Uitvoering en handhaving
De Regeling groenprojecten 2016 wordt uitgevoerd door de Rijksdienst voor Ondernemend
Nederland (RVO) namens het Ministerie van Infrastructuur en Waterstaat en het Ministerie
van Financiën. De wijziging van de regeling heeft geen noemenswaardige gevolgen voor
de uitvoering door RVO.
Artikelsgewijs
Artikel I, onderdeel A
Dit wijzigingsartikel betreft in de eerste plaats technische aanpassingen in de begripsbepaling
van het begrip ‘bestaand project’ in verband met de wijziging van artikel 2, eerste
lid, van de Regeling groenprojecten 2016, waar in de betreffende begripsbepaling naar
wordt verwezen. Het wijzigingsonderdeel betreft tevens een correctie in de verwijzing naar artikel 9 van de Regeling
groenprojecten 2016.
Daarnaast wordt een begripsbepaling ingevoegd van het begrip ‘de-minimisverordening
landbouw’ dat meerdere keren wordt aangehaald in de regeling.
Artikel I, onderdeel B
Van artikel 2, eerste lid, van de Regeling groenprojecten 2016 worden de onderdelen
a en b geschrapt. Die onderdelen zijn gericht op projecten voor de ontwikkeling en
instandhouding van bos en de ontwikkeling van stedelijk groen. De mogelijkheid tot
verstrekking van een groenverklaring voor dergelijke projecten vervalt omdat op deze
mogelijkheid niet of nauwelijks een beroep wordt gedaan. Zie voor nadere uitleg het
algemeen deel van de toelichting.
De overige wijzigingen betreft de actualisering van de benaming van de genoemde bewindspersonen
of zijn wetstechnisch van aard.
Artikel I, onderdeel D
Van artikel 4, onderdeel a, van de Regeling groenprojecten 2016 worden het tweede
en derde subonderdeel geschrapt. De in die subonderdelen genoemde criteria voor de
energieprestatie van kassen zijn overbodig omdat ze al deel uitmaken van het in de
aanhef van onderdeel a genoemde certificaat Groen Label Kas met niveau A.
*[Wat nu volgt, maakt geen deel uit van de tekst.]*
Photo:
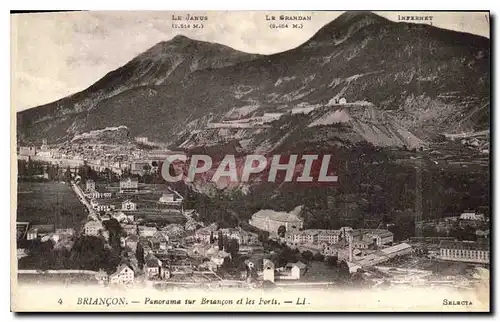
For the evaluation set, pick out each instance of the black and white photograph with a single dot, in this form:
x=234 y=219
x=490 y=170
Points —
x=174 y=161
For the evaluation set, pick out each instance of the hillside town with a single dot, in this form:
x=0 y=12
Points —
x=134 y=224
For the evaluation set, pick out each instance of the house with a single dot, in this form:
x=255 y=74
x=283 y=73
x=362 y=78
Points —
x=129 y=185
x=32 y=234
x=124 y=275
x=27 y=150
x=268 y=270
x=204 y=235
x=128 y=205
x=100 y=195
x=471 y=215
x=105 y=217
x=131 y=242
x=158 y=241
x=329 y=236
x=465 y=251
x=103 y=206
x=295 y=270
x=39 y=231
x=147 y=231
x=90 y=185
x=152 y=266
x=270 y=220
x=102 y=277
x=93 y=228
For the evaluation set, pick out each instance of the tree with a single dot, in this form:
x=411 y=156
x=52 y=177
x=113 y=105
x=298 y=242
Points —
x=67 y=174
x=332 y=261
x=344 y=271
x=318 y=257
x=307 y=256
x=281 y=231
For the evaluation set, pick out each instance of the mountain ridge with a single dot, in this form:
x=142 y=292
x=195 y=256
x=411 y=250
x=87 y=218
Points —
x=411 y=70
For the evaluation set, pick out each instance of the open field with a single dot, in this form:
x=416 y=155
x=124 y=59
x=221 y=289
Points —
x=49 y=203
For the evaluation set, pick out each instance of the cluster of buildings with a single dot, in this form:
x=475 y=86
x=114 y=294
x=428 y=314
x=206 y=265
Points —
x=467 y=219
x=271 y=220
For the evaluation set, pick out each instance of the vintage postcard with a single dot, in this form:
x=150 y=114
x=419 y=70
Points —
x=308 y=161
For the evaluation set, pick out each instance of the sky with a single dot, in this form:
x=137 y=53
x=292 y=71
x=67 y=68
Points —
x=54 y=55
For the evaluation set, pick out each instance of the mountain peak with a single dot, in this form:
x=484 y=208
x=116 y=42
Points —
x=348 y=23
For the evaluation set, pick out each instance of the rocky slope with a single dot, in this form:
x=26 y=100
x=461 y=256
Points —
x=419 y=81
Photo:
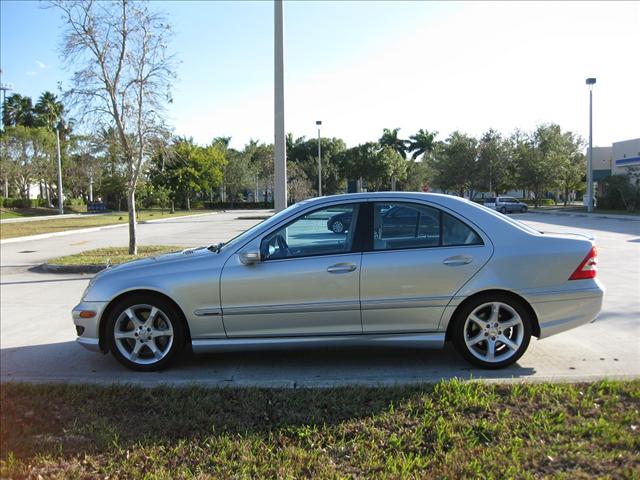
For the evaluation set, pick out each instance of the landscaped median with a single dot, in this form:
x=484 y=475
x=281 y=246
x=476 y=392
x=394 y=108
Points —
x=23 y=229
x=91 y=261
x=454 y=429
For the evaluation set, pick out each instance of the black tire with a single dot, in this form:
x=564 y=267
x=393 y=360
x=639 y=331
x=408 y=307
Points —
x=167 y=315
x=458 y=333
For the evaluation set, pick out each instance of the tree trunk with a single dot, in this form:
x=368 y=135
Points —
x=131 y=203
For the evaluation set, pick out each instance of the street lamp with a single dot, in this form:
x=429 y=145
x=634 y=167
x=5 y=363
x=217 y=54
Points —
x=319 y=124
x=60 y=204
x=591 y=82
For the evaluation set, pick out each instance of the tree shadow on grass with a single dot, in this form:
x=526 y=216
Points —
x=124 y=411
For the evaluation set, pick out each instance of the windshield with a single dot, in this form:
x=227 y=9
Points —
x=247 y=234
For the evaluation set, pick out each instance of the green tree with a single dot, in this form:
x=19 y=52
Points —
x=188 y=169
x=304 y=153
x=18 y=110
x=422 y=143
x=373 y=163
x=496 y=166
x=390 y=138
x=539 y=159
x=26 y=152
x=455 y=164
x=572 y=165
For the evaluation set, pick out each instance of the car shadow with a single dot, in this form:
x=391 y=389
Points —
x=68 y=362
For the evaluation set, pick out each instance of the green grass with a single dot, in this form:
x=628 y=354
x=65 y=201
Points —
x=453 y=429
x=11 y=230
x=112 y=255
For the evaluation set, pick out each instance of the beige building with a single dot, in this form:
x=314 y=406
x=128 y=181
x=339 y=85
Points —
x=616 y=159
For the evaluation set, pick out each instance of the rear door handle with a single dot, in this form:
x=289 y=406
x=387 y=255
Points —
x=341 y=268
x=457 y=260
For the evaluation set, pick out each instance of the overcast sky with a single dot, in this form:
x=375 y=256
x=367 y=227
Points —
x=363 y=66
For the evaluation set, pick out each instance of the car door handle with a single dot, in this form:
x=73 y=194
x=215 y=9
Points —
x=341 y=268
x=457 y=260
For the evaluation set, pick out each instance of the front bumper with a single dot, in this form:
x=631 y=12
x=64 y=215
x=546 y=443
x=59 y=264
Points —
x=88 y=329
x=568 y=310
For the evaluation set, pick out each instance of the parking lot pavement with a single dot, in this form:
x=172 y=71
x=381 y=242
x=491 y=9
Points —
x=37 y=335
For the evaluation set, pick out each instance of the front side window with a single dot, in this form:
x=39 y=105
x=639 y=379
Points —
x=327 y=231
x=406 y=225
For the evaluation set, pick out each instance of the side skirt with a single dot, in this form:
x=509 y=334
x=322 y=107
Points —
x=411 y=340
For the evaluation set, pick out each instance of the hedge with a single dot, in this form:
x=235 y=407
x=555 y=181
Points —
x=8 y=202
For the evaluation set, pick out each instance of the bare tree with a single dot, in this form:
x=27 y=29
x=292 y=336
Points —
x=122 y=75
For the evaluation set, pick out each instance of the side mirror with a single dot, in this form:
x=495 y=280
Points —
x=249 y=258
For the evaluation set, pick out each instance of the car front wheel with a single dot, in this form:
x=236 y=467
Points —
x=144 y=332
x=492 y=331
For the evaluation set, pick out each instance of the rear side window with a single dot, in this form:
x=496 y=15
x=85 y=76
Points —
x=454 y=232
x=399 y=226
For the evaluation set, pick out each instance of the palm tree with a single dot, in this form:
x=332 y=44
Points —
x=422 y=143
x=18 y=110
x=49 y=111
x=390 y=138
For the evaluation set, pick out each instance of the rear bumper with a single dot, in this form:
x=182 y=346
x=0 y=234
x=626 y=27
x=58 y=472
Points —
x=563 y=311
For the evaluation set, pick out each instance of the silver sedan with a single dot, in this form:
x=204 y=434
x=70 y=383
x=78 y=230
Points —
x=448 y=270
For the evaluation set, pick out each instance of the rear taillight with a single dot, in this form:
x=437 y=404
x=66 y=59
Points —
x=586 y=269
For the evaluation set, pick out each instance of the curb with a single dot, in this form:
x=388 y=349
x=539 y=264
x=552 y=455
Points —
x=628 y=218
x=95 y=229
x=49 y=268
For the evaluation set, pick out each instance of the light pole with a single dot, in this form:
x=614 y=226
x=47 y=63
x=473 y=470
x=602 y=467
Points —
x=319 y=124
x=280 y=164
x=591 y=82
x=60 y=205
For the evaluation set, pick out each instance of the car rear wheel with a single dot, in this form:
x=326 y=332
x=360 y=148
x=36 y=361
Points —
x=337 y=226
x=144 y=332
x=492 y=331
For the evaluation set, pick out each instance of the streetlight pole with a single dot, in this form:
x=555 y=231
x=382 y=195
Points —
x=319 y=124
x=590 y=82
x=60 y=205
x=280 y=166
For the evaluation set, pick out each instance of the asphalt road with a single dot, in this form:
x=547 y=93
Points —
x=37 y=335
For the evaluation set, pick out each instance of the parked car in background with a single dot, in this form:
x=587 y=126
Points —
x=505 y=204
x=455 y=272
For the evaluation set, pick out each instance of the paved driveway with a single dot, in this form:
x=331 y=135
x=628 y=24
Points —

Artikel I, onderdelen F, G, H, onder 1 en 2, J en M
Uit het vervallen van de onderdelen a en b van artikel 2, eerste lid, van de Regeling
groenprojecten 2016 vloeit voort dat ook onderdeel f van artikel 15, eerste lid, van
die regeling vervalt. Vanwege het vervallen van onderdeel f worden de onderdelen g
en h van artikel 15, eerste lid, verletterd.
De wijzigingen in de artikelen 15, eerste lid, onderdelen f (nieuw) en g (nieuw),
16, eerste lid, onderdeel b, en vierde lid, 17, eerst en tweede lid, 18 en Bijlage
I van de Regeling groenprojecten 2016 betreffen technische aanpassing in verband met
de wijziging van artikel, 2 eerste lid, van die regeling.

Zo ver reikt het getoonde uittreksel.